Now let's look at where AV Foundation sits in the technology framework hierarchy. As you see, there are a lot of green boxes there, and AV Foundation is the top one below the thin blue line. AV Foundation is the one that we're talking about, but it relies heavily on CoreMediaIO, CoreMedia. These are C-based frameworks that do the heavy lifting. And above the thin blue line, that's where you come in.

You can write your apps using AV Foundation and interface directly with those Objective-C APIs. And now for the first time, you get to participate below the lower thin blue line. If you are a device driver writer, we welcome you to come talk to us in the labs about how you can write your device driver for Mac OS X using CoreMediaIO.

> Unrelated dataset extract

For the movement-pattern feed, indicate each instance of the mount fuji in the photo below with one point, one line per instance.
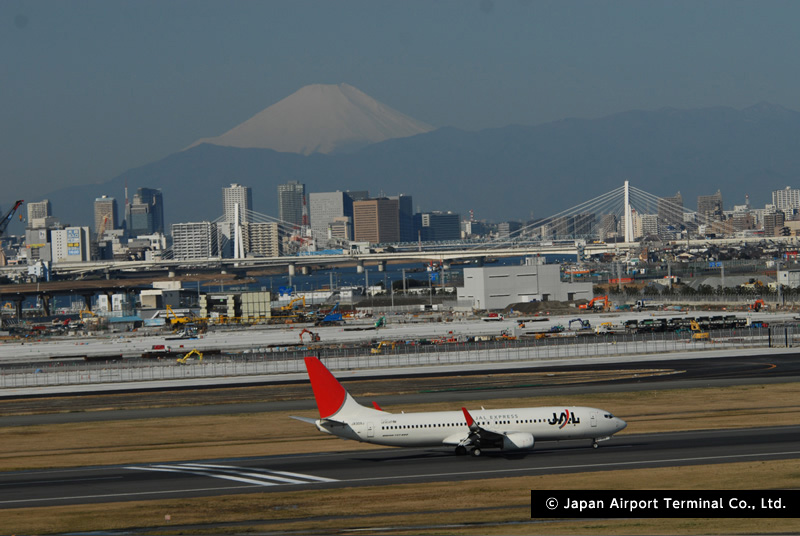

So the theme for today is new in Lion, more features, more flexibility. Especially if you're familiar with AV Foundation on iOS, you'll be impressed with the number of new features that we've introduced in Lion. First off, AV Capture device enhancements. We support discovery and selection of supported frame rates and formats, which is something we couldn't do in QtKit. System-wide device sharing, locking of shared devices for configuration, and support for closed captions from real-time devices.

Also on the output side, we support compressed AV capture video data output, which is a long sought after feature on the phone. and support for arbitrarily complex AV capture sessions. If you've worked with our APIs embedded on iOS, then you're familiar with some of the restrictions we have there where you are not allowed to use certain combinations of inputs and outputs. All of those restrictions are lifted on the desktop where you can go crazy and make as complicated a session as you would like.

Lastly, three new classes, which are only available on Lion. AV Capture screen input, audio preview output, and audio file output. Audio preview output we won't spend much time on. It does what you would expect. It previews the audio in real time. And it synchronizes it with a video preview if you're showing one. And the audio file output also we will not spend very much time on. But it allows for frame accurate writing of audio files into the common formats, such as CAF, AIF, and WAV. From an AV Capture session. Time for our first slide about the programming model.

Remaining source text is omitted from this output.